L’objet d’étude de Laisney, ce sont les souvenirs de la vie littéraire, genre mineur qui engendra une production éditoriale considérable entre 1830 et 1960 environ. Souvenirs, et non mémoires. Le souveniriste est un auteur de second rang ayant eu la chance de côtoyer, dans sa jeunesse, les grandes figures de son temps (par exemple, un poète symboliste mineur ayant fréquenté les mardis de Mallarmé). Avec un mélange de vraie et de fausse modestie, il revendique un simple rôle de témoin de l’ombre rapportant fidèlement (hum !) ce qu’il a vu et entendu – moyen paradoxal d’espérer accéder lui-même à la postérité littéraire via la renommée d’autrui, en faisant fructifier le capital symbolique de ses souvenirs. Le genre privilégie l’anecdote et le petit fait parlant, la peinture des grands hommes dans la familiarité de leur quotidien.
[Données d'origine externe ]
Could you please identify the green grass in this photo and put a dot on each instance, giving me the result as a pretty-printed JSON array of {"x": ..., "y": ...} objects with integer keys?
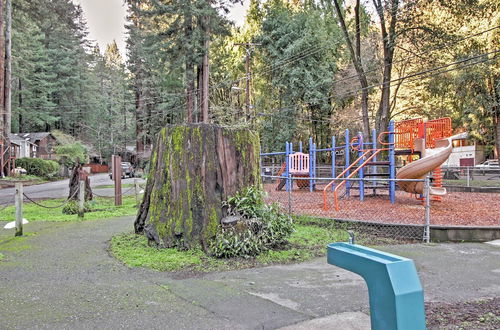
[
  {"x": 32, "y": 179},
  {"x": 104, "y": 209},
  {"x": 309, "y": 240}
]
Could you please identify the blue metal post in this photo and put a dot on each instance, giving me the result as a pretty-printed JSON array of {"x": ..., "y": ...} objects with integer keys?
[
  {"x": 392, "y": 163},
  {"x": 290, "y": 182},
  {"x": 334, "y": 150},
  {"x": 311, "y": 164},
  {"x": 314, "y": 164},
  {"x": 374, "y": 167},
  {"x": 361, "y": 171},
  {"x": 260, "y": 161},
  {"x": 347, "y": 161}
]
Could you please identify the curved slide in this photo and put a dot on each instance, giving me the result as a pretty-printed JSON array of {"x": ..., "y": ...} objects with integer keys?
[{"x": 431, "y": 159}]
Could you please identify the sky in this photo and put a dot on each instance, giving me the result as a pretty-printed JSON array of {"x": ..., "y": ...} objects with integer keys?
[{"x": 106, "y": 20}]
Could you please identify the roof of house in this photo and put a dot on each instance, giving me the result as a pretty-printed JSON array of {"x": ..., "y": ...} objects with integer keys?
[{"x": 17, "y": 138}]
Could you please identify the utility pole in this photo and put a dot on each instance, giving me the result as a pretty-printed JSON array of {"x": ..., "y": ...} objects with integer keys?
[
  {"x": 8, "y": 67},
  {"x": 248, "y": 71},
  {"x": 2, "y": 74}
]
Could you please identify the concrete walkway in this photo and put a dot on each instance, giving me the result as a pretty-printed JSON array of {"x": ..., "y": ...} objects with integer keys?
[{"x": 62, "y": 276}]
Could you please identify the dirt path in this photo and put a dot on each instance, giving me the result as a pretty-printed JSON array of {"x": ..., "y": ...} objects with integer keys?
[{"x": 63, "y": 277}]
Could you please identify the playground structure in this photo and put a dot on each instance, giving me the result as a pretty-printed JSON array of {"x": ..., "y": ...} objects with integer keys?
[{"x": 422, "y": 146}]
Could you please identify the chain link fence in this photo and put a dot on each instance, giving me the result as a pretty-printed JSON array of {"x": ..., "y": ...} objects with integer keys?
[
  {"x": 367, "y": 209},
  {"x": 471, "y": 178}
]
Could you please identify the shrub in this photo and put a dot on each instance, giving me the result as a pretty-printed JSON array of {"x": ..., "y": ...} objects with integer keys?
[
  {"x": 262, "y": 227},
  {"x": 39, "y": 167},
  {"x": 72, "y": 207}
]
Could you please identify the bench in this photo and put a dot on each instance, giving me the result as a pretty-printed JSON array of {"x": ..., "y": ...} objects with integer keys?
[{"x": 395, "y": 293}]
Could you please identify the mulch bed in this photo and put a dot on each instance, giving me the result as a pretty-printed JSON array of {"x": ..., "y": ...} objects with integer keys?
[
  {"x": 456, "y": 209},
  {"x": 481, "y": 314}
]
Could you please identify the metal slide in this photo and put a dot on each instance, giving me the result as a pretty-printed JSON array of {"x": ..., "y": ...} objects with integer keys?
[{"x": 431, "y": 159}]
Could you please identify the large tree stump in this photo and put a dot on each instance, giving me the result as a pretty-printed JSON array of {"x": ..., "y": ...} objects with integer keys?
[{"x": 193, "y": 169}]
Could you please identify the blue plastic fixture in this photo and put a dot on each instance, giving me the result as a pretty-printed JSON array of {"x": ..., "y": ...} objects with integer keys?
[{"x": 394, "y": 289}]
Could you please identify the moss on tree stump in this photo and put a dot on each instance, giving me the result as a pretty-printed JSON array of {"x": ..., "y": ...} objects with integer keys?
[{"x": 194, "y": 168}]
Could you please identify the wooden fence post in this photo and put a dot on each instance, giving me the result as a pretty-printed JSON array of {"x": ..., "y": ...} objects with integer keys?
[
  {"x": 19, "y": 209},
  {"x": 136, "y": 190},
  {"x": 117, "y": 178}
]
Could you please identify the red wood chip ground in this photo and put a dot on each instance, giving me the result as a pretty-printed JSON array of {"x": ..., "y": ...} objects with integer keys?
[{"x": 455, "y": 209}]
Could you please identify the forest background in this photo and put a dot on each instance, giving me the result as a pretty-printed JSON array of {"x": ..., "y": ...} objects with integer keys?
[{"x": 317, "y": 68}]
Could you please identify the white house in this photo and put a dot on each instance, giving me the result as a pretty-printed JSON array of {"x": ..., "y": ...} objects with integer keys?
[
  {"x": 25, "y": 147},
  {"x": 465, "y": 153}
]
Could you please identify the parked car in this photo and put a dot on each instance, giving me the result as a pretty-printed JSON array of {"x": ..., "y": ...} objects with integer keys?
[{"x": 127, "y": 170}]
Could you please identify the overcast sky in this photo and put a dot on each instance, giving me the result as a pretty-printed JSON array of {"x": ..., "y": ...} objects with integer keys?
[{"x": 106, "y": 20}]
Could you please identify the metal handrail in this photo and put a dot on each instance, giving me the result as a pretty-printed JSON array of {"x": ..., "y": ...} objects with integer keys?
[
  {"x": 335, "y": 193},
  {"x": 325, "y": 204}
]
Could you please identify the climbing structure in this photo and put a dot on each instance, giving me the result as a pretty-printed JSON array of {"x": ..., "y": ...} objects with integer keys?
[{"x": 373, "y": 165}]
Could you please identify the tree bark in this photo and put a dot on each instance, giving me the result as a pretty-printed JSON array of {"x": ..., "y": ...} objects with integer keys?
[
  {"x": 2, "y": 73},
  {"x": 388, "y": 42},
  {"x": 194, "y": 168},
  {"x": 8, "y": 67},
  {"x": 74, "y": 184},
  {"x": 356, "y": 61}
]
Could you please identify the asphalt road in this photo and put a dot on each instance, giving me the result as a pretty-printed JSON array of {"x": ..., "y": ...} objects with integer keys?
[{"x": 60, "y": 189}]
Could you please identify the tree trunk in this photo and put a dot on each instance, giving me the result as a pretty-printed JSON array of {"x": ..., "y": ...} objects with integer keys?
[
  {"x": 356, "y": 61},
  {"x": 2, "y": 74},
  {"x": 74, "y": 184},
  {"x": 8, "y": 67},
  {"x": 194, "y": 168}
]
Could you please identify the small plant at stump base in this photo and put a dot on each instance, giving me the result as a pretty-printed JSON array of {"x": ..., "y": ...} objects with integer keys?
[{"x": 253, "y": 226}]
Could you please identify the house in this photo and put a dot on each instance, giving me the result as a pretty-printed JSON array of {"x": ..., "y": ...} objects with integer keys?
[
  {"x": 44, "y": 142},
  {"x": 465, "y": 152},
  {"x": 22, "y": 147}
]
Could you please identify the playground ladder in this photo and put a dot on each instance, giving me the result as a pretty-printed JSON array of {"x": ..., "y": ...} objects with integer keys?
[
  {"x": 299, "y": 163},
  {"x": 374, "y": 152}
]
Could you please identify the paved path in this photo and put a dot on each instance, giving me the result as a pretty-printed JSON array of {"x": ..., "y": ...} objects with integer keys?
[
  {"x": 60, "y": 189},
  {"x": 63, "y": 277}
]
Ce faisant, il contribue tout à la fois à démystifier et remythifier la figure du « grand écrivain ». Sa vogue a coïncidé avec une époque précise de la sociabilité littéraire, raison pour laquelle il a fini par s’éteindre.

Le livre, disait-on, entremêle deux fils. D’une part, et plutôt que de livrer un essai tout cuit, Laisney en distille la teneur en nous faisant pas à pas les témoins de son travail de chercheur : la constitution et l’analyse du corpus, les choix méthodologiques, les découvertes et les doutes, les avancées patientes, les questions qui surgissent, la succession des hypothèses envisagées, discutées, affinées. D’autre part, il multiplie les saynètes amusantes sur les coulisses de la vie universitaire : les pressions d’une institution aux hiérarchies byzantines, l’incompréhension des proches (sa mère : encore un diplôme !), l’émulation et les rodomontades entre confrères, les réunions d’étape avec des directeurs de recherche à moitié zinzins, la pression des échéances, le dédale administratif typiquement français qui fait d’un post-doctorat un parcours du combattant provoquant bien des abandons et des burn-out en cours de route.
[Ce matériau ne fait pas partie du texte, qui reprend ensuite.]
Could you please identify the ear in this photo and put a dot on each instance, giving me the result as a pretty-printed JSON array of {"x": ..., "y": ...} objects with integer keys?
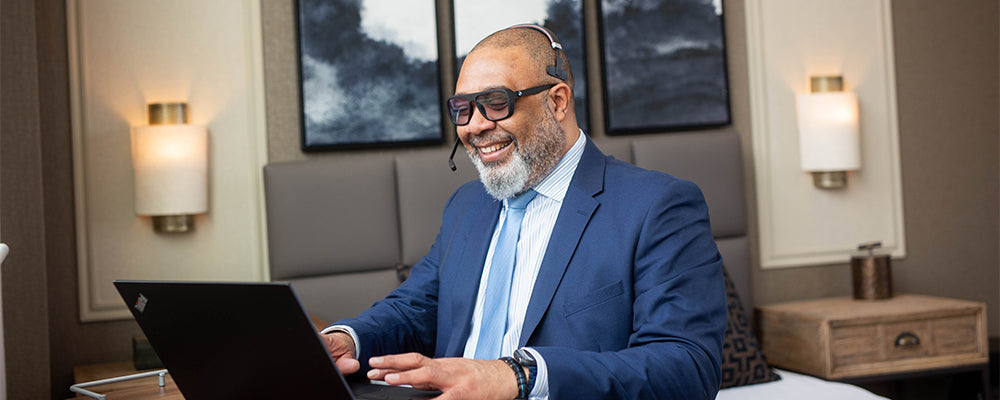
[{"x": 562, "y": 100}]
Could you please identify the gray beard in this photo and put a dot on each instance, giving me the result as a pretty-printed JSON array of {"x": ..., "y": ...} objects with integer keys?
[{"x": 530, "y": 162}]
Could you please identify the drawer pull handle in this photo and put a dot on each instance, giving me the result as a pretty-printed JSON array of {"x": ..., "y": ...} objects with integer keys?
[{"x": 907, "y": 339}]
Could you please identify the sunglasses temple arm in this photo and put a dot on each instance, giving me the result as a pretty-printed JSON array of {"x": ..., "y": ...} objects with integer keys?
[{"x": 451, "y": 159}]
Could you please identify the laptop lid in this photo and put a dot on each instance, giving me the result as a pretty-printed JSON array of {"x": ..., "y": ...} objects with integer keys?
[{"x": 234, "y": 340}]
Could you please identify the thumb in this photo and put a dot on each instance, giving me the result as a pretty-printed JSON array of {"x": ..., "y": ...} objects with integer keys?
[{"x": 347, "y": 365}]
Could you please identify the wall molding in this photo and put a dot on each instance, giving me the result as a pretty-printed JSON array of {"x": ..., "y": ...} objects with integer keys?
[{"x": 787, "y": 41}]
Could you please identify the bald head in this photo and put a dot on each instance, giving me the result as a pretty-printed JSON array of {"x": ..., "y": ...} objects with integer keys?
[{"x": 535, "y": 45}]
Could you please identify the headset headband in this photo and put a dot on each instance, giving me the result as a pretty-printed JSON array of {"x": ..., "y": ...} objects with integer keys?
[{"x": 554, "y": 70}]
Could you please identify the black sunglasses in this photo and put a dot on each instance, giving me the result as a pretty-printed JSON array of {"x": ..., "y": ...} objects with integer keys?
[{"x": 494, "y": 104}]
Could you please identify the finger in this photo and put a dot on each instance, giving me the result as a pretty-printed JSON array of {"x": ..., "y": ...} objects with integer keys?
[
  {"x": 348, "y": 366},
  {"x": 420, "y": 377},
  {"x": 405, "y": 361},
  {"x": 379, "y": 374}
]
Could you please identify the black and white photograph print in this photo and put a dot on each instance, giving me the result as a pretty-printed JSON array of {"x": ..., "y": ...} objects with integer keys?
[
  {"x": 369, "y": 73},
  {"x": 477, "y": 19},
  {"x": 664, "y": 65}
]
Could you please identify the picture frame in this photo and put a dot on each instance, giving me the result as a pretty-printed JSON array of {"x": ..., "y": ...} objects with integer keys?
[
  {"x": 664, "y": 65},
  {"x": 474, "y": 20},
  {"x": 369, "y": 73}
]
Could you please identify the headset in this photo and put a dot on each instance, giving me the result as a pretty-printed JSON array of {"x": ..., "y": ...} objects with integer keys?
[{"x": 555, "y": 70}]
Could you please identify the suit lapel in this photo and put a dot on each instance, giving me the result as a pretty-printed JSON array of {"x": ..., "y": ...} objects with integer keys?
[
  {"x": 484, "y": 217},
  {"x": 574, "y": 215}
]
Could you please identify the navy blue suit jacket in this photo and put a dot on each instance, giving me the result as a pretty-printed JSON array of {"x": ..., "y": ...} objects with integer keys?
[{"x": 629, "y": 302}]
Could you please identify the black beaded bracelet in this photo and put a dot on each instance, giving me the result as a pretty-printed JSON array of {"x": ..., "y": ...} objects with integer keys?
[{"x": 522, "y": 381}]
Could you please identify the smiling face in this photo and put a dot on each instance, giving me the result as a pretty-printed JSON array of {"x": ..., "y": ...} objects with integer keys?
[{"x": 515, "y": 153}]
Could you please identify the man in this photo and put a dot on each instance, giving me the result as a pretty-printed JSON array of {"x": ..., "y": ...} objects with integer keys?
[{"x": 616, "y": 287}]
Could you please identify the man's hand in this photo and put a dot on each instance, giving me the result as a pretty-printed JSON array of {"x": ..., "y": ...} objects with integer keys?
[
  {"x": 342, "y": 349},
  {"x": 457, "y": 378}
]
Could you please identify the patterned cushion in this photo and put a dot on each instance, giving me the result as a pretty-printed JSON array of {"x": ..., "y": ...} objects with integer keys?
[{"x": 742, "y": 361}]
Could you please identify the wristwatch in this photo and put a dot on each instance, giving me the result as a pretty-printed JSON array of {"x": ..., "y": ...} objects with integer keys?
[{"x": 524, "y": 358}]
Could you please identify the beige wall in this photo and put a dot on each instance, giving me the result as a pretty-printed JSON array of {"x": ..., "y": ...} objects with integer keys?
[{"x": 947, "y": 81}]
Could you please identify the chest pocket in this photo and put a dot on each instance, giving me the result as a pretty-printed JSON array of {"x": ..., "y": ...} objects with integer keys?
[{"x": 593, "y": 299}]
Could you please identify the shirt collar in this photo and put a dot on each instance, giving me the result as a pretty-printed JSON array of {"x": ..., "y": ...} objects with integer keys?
[{"x": 555, "y": 185}]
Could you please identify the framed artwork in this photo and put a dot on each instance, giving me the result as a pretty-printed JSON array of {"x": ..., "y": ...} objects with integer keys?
[
  {"x": 475, "y": 20},
  {"x": 664, "y": 65},
  {"x": 369, "y": 73}
]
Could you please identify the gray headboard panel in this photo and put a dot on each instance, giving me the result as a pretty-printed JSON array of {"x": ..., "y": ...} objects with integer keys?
[{"x": 339, "y": 226}]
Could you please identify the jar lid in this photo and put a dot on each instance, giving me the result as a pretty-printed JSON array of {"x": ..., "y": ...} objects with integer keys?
[{"x": 869, "y": 249}]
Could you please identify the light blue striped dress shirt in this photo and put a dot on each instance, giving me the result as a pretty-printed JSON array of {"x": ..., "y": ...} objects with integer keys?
[{"x": 536, "y": 228}]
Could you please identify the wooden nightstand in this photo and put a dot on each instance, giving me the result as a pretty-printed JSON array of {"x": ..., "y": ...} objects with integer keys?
[{"x": 856, "y": 340}]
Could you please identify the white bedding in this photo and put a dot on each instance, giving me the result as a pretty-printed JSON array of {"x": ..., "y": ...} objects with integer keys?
[{"x": 797, "y": 386}]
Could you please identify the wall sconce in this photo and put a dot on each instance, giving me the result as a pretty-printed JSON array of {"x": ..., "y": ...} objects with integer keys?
[
  {"x": 829, "y": 142},
  {"x": 170, "y": 161}
]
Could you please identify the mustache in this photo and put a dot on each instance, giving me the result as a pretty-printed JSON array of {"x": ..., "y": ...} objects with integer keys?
[{"x": 479, "y": 140}]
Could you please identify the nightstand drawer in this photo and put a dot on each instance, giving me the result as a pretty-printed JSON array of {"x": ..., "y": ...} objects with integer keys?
[{"x": 845, "y": 338}]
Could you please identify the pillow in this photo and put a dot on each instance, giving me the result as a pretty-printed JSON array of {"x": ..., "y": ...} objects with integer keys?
[{"x": 742, "y": 361}]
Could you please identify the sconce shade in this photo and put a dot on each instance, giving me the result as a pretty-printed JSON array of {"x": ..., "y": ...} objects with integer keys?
[
  {"x": 170, "y": 163},
  {"x": 828, "y": 131}
]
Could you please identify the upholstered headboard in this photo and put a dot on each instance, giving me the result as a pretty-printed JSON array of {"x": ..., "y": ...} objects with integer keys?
[{"x": 339, "y": 227}]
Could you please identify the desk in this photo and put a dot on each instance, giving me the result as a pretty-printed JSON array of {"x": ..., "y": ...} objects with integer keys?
[
  {"x": 145, "y": 388},
  {"x": 859, "y": 341}
]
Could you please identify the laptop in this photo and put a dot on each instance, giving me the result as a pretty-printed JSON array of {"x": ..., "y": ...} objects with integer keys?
[{"x": 242, "y": 341}]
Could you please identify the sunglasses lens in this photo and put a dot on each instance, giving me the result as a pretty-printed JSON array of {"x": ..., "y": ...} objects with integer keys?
[
  {"x": 495, "y": 104},
  {"x": 459, "y": 110}
]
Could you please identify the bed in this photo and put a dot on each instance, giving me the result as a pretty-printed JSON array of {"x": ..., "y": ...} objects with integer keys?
[{"x": 340, "y": 263}]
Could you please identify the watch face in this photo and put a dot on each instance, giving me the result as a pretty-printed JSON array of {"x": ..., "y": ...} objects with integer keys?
[{"x": 524, "y": 357}]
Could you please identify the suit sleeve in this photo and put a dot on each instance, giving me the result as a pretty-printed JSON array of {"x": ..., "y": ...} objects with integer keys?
[
  {"x": 405, "y": 321},
  {"x": 679, "y": 314}
]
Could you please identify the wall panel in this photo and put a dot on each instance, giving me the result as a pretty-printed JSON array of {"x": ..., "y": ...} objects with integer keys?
[
  {"x": 123, "y": 55},
  {"x": 788, "y": 41}
]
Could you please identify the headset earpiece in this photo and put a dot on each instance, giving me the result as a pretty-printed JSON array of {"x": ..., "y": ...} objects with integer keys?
[{"x": 553, "y": 70}]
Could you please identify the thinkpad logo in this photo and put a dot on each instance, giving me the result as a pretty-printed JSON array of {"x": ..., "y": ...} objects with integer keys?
[{"x": 140, "y": 303}]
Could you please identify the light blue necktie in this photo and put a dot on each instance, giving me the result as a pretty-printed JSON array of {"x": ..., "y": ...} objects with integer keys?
[{"x": 497, "y": 294}]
À son tour, les Tribulations d’un chercheur en littérature s’inscrit dans un sous-genre qui donnera peut-être un jour lieu à une étude : la chronique du travail intellectuel dans sa réalité concrète, corpus où l’on trouve l’essai-journal de Benoît Peeters, Trois ans avec Derrida (Flammarion, 2010), consacré, lui, au travail du biographe (ainsi que, apprends-je à l’instant, un roman graphique de Tiphaine Rivière, Carnets de thèse, Le Seuil, 2015).